Aklındaki karmaşadan farklı bir ses işiten Taehyung irkildi, nerede ve kiminle olduğunu yeniden idrak etti. Öğrencilerin -daha çok Yoongi'nin, çünkü herkesin gelip gitmesine izin vermiyordu- sigara tüttürebilmek için kaçtıkları gizli aralıktaydılar. Taehyung alçak kaldırımda oturuyor, Yoongi ise onun dertlerine gücenmişcesine sağa sola adımlayarak sigaraya içiyordu. "Mutlu olman gerekmiyor mu anasını satayım?" Konuşurken oraya buraya attığı adımları durduruyor, sorusunu sorup haraket etmeye devam ediyordu. Ses tonu, durumu anlamadığından agresifleştiğini vurgular nitelikteydi. Sorduğu soruyu "Gerekiyordu." diye cevapladı içinden. Gerekiyordu, fakat korkak şerefsizin teki olduğumdan mutluluğu bile yaşayamıyorum.
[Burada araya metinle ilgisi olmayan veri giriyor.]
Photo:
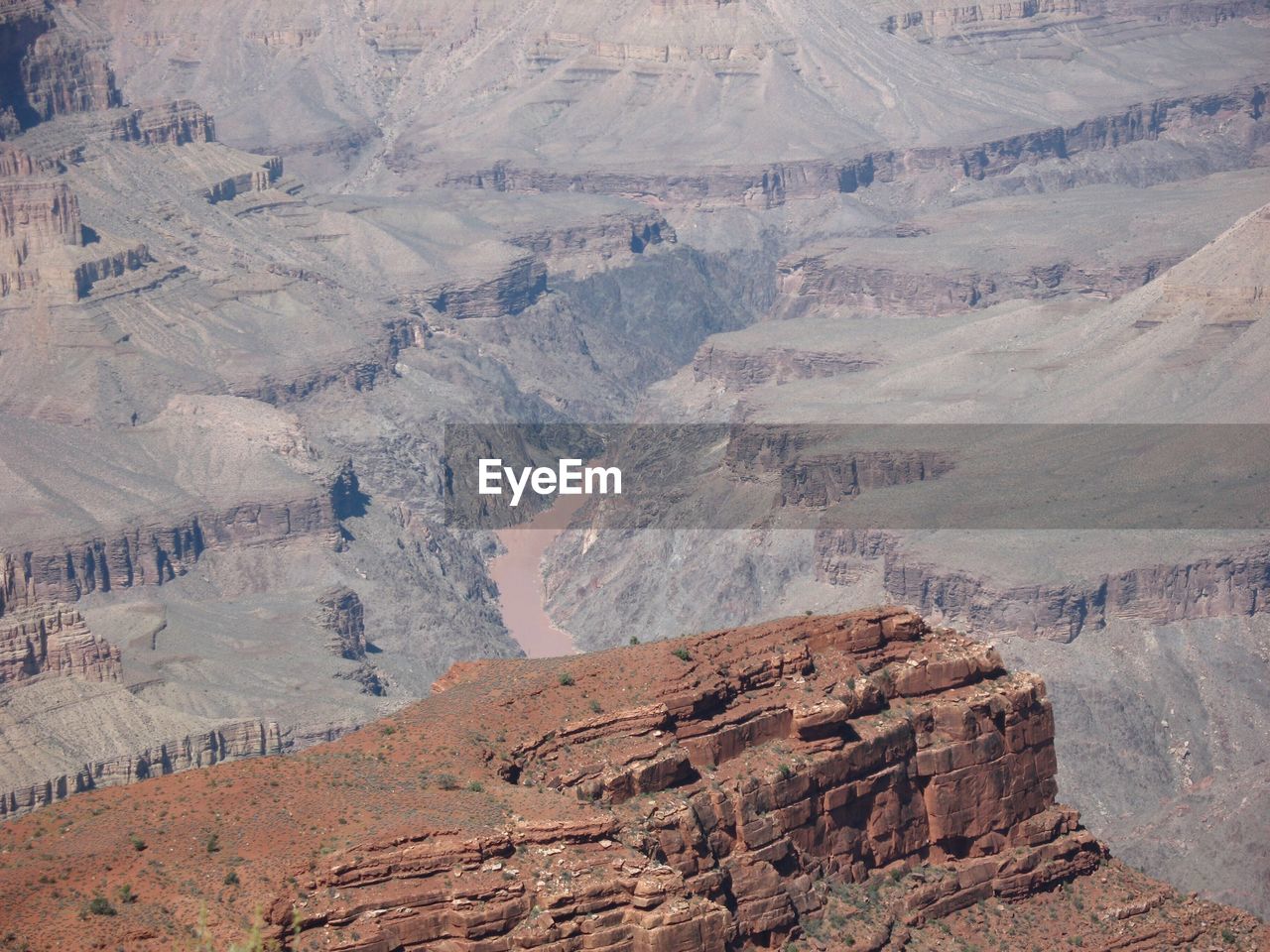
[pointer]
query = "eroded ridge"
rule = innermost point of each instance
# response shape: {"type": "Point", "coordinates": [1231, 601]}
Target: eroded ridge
{"type": "Point", "coordinates": [722, 791]}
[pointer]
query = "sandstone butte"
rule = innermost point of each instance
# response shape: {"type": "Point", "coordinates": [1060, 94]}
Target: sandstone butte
{"type": "Point", "coordinates": [847, 782]}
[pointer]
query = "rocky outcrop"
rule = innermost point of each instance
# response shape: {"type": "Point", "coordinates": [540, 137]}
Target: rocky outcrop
{"type": "Point", "coordinates": [515, 287]}
{"type": "Point", "coordinates": [54, 642]}
{"type": "Point", "coordinates": [725, 791]}
{"type": "Point", "coordinates": [341, 616]}
{"type": "Point", "coordinates": [942, 22]}
{"type": "Point", "coordinates": [844, 281]}
{"type": "Point", "coordinates": [1236, 584]}
{"type": "Point", "coordinates": [812, 475]}
{"type": "Point", "coordinates": [772, 758]}
{"type": "Point", "coordinates": [772, 185]}
{"type": "Point", "coordinates": [244, 182]}
{"type": "Point", "coordinates": [231, 742]}
{"type": "Point", "coordinates": [153, 555]}
{"type": "Point", "coordinates": [48, 71]}
{"type": "Point", "coordinates": [175, 123]}
{"type": "Point", "coordinates": [597, 243]}
{"type": "Point", "coordinates": [740, 371]}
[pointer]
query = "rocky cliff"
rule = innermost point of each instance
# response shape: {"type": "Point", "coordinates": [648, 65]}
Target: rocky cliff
{"type": "Point", "coordinates": [54, 640]}
{"type": "Point", "coordinates": [230, 742]}
{"type": "Point", "coordinates": [848, 780]}
{"type": "Point", "coordinates": [1232, 584]}
{"type": "Point", "coordinates": [1234, 116]}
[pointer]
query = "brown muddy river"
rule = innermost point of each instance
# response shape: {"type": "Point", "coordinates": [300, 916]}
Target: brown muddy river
{"type": "Point", "coordinates": [518, 575]}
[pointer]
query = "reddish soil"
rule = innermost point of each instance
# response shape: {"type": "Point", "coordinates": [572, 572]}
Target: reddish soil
{"type": "Point", "coordinates": [844, 782]}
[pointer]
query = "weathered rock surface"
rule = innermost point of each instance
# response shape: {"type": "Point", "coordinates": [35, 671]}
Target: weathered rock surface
{"type": "Point", "coordinates": [1220, 585]}
{"type": "Point", "coordinates": [725, 793]}
{"type": "Point", "coordinates": [54, 642]}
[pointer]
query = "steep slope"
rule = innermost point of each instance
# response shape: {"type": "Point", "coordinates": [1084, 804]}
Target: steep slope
{"type": "Point", "coordinates": [855, 779]}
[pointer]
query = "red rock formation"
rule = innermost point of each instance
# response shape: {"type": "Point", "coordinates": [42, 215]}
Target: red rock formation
{"type": "Point", "coordinates": [54, 640]}
{"type": "Point", "coordinates": [715, 792]}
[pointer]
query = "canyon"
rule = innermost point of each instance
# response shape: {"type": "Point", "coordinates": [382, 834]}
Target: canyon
{"type": "Point", "coordinates": [846, 780]}
{"type": "Point", "coordinates": [254, 259]}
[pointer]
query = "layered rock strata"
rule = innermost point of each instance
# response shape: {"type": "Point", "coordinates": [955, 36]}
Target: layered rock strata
{"type": "Point", "coordinates": [1230, 584]}
{"type": "Point", "coordinates": [716, 792]}
{"type": "Point", "coordinates": [1238, 113]}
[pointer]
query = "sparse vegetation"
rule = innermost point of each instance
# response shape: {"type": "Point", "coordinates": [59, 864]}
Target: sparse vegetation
{"type": "Point", "coordinates": [100, 905]}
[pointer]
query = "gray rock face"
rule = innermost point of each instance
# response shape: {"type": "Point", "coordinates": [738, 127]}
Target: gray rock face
{"type": "Point", "coordinates": [229, 345]}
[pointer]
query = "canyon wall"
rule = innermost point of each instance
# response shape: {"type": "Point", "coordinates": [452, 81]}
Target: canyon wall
{"type": "Point", "coordinates": [1236, 584]}
{"type": "Point", "coordinates": [772, 185]}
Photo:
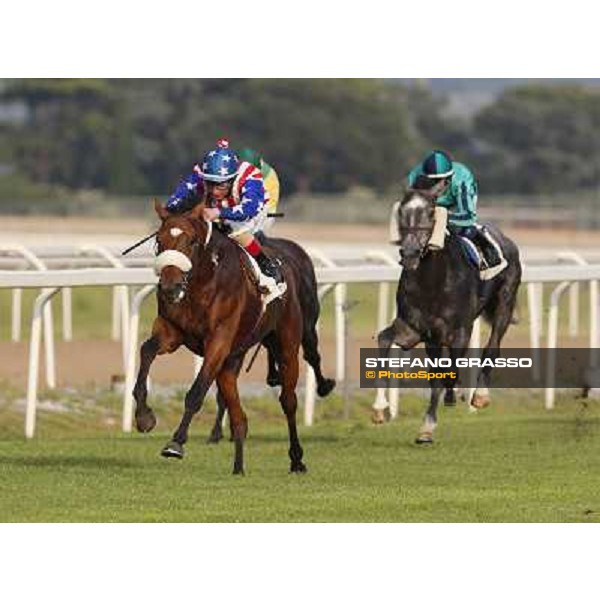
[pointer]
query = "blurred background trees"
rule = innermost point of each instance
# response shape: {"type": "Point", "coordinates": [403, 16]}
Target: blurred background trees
{"type": "Point", "coordinates": [326, 136]}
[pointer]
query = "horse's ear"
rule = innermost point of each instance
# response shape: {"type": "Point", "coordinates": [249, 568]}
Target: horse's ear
{"type": "Point", "coordinates": [161, 211]}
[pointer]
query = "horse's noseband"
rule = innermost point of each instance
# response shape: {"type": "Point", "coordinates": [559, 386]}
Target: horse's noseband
{"type": "Point", "coordinates": [176, 258]}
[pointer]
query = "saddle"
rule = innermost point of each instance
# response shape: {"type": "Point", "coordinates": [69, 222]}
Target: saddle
{"type": "Point", "coordinates": [482, 251]}
{"type": "Point", "coordinates": [267, 286]}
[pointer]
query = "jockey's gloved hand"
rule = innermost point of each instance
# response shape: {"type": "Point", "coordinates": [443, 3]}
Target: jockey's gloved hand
{"type": "Point", "coordinates": [174, 204]}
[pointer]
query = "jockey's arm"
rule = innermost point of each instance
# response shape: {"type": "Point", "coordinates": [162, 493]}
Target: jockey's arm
{"type": "Point", "coordinates": [252, 197]}
{"type": "Point", "coordinates": [186, 194]}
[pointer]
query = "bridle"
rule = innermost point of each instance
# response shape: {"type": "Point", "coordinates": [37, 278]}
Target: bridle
{"type": "Point", "coordinates": [178, 259]}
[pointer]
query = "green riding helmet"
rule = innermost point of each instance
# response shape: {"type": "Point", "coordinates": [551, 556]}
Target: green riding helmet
{"type": "Point", "coordinates": [438, 165]}
{"type": "Point", "coordinates": [252, 156]}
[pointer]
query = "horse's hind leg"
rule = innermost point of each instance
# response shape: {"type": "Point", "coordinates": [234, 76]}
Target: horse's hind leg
{"type": "Point", "coordinates": [458, 349]}
{"type": "Point", "coordinates": [227, 384]}
{"type": "Point", "coordinates": [164, 339]}
{"type": "Point", "coordinates": [216, 435]}
{"type": "Point", "coordinates": [430, 420]}
{"type": "Point", "coordinates": [310, 348]}
{"type": "Point", "coordinates": [289, 369]}
{"type": "Point", "coordinates": [499, 312]}
{"type": "Point", "coordinates": [273, 376]}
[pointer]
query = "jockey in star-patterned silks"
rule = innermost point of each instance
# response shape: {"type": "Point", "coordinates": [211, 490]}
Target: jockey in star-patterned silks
{"type": "Point", "coordinates": [456, 208]}
{"type": "Point", "coordinates": [235, 194]}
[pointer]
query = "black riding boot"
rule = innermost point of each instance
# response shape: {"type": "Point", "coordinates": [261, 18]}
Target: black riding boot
{"type": "Point", "coordinates": [270, 267]}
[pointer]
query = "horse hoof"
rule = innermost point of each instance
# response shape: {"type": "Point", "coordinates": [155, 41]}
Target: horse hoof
{"type": "Point", "coordinates": [380, 416]}
{"type": "Point", "coordinates": [325, 388]}
{"type": "Point", "coordinates": [145, 421]}
{"type": "Point", "coordinates": [298, 468]}
{"type": "Point", "coordinates": [480, 400]}
{"type": "Point", "coordinates": [172, 450]}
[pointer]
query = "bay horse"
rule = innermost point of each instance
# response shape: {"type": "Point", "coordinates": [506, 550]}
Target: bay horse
{"type": "Point", "coordinates": [209, 301]}
{"type": "Point", "coordinates": [440, 295]}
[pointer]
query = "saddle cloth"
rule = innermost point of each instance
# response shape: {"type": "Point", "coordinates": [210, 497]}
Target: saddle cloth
{"type": "Point", "coordinates": [476, 255]}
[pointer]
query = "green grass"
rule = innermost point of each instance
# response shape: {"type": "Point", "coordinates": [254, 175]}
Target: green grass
{"type": "Point", "coordinates": [513, 462]}
{"type": "Point", "coordinates": [92, 309]}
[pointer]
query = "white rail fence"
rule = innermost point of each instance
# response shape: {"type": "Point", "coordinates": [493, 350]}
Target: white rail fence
{"type": "Point", "coordinates": [329, 276]}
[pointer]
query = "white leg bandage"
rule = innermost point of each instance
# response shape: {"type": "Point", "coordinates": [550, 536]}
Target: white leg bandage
{"type": "Point", "coordinates": [436, 241]}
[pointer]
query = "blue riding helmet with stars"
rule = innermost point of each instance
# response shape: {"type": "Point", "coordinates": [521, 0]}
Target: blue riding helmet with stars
{"type": "Point", "coordinates": [220, 164]}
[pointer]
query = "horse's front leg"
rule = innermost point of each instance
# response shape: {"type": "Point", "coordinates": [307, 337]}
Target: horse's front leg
{"type": "Point", "coordinates": [165, 338]}
{"type": "Point", "coordinates": [215, 354]}
{"type": "Point", "coordinates": [430, 420]}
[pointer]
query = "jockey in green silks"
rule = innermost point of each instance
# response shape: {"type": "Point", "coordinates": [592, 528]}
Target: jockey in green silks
{"type": "Point", "coordinates": [456, 208]}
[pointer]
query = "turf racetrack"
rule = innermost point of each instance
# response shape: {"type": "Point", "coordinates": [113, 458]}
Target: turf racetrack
{"type": "Point", "coordinates": [512, 462]}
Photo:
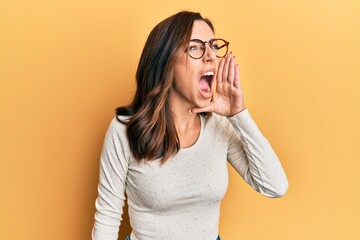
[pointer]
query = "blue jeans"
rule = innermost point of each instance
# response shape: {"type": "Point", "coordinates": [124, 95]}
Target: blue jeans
{"type": "Point", "coordinates": [128, 238]}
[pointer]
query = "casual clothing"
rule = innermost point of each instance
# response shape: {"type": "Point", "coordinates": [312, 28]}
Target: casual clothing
{"type": "Point", "coordinates": [181, 198]}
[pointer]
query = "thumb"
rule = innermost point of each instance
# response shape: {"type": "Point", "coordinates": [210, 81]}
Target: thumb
{"type": "Point", "coordinates": [209, 108]}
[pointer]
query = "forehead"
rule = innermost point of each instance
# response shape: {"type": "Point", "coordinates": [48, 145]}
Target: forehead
{"type": "Point", "coordinates": [202, 31]}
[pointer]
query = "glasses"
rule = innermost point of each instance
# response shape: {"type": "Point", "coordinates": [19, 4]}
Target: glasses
{"type": "Point", "coordinates": [197, 47]}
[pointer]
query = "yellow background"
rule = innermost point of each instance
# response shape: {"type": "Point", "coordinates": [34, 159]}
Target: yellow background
{"type": "Point", "coordinates": [66, 65]}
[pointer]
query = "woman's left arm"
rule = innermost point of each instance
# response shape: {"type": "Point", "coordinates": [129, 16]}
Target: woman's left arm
{"type": "Point", "coordinates": [249, 152]}
{"type": "Point", "coordinates": [253, 158]}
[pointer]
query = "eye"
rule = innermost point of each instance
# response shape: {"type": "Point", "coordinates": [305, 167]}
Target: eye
{"type": "Point", "coordinates": [215, 46]}
{"type": "Point", "coordinates": [193, 47]}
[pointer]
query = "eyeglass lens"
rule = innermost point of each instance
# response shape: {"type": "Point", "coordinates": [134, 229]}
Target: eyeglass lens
{"type": "Point", "coordinates": [197, 49]}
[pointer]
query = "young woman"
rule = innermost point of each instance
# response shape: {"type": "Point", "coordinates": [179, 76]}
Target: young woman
{"type": "Point", "coordinates": [168, 150]}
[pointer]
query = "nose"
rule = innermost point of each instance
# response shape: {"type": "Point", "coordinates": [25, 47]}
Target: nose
{"type": "Point", "coordinates": [209, 55]}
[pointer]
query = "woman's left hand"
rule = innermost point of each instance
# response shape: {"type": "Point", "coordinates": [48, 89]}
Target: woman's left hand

"Nihayet Iseul ile her şey yoluna girmiş- oğlum sevgili olmuşsunuz! Daha ne olsun istiyorsun?"

Ateşi izmarite dayanan sigarayı bahçe duvarında söndürdü, hemen ardından bir tane daha tutuşturdu. "Bana bak..." dedi hafiften kıkırdayarak. "Mutlu olmayı unuttuğundan nasıl tepki vereceğini mi bilmiyorsun yoksa?" Çektiği dumanı havaya bırakırken oluşan sessizlik, Taehyung'un herhangi bir tepkisiyle bozulmayınca esprisini yersiz hissetmiş ve gülmeyi kesmişti. Oflayarak saçlarını karıştırdı. Taehyung'un sessizliği Yoongi'ye hiç ihtiyacı olmadığı kadar konuşma imkanı veriyordu. Bu kötü bir şeydi çünkü onun söylemek istedikleri çabuk tükenir, ardından saçmalamaya başlardı. Yaptığı yersiz espri de saçmalama eşiğine dayandığının sinyalini veriyordu. Biraz sonra neler söylemeye başlayacağı meçhuldü. Sürekli olarak problemin ne olduğunu sormanın yararsızlığını da biliyordu üstelik. Taehyung ne zaman konuşmak isterse o zaman konuşurdu.

"Sevgilim oldu..."

Silik sesi neredeyse üç dört dakika süren sessizliğin sonunda duyulunca hareket etmeyi kesip tüm dikkatini Taehyung'a çevirdi. Başı hâlâ aşağıdaydı. Yoongi'yle değil de daha çok kendi kendine konuşuyor gibiydi. Yine es verdi. Ardından tek nefeste "Ve ben günü ondan kaçarak geçiriyorum." diyerek elini alnına vurdu. Öyle bir ses çıkmıştı ki Yoongi bile sızısını hissettiğini sanmıştı bir an.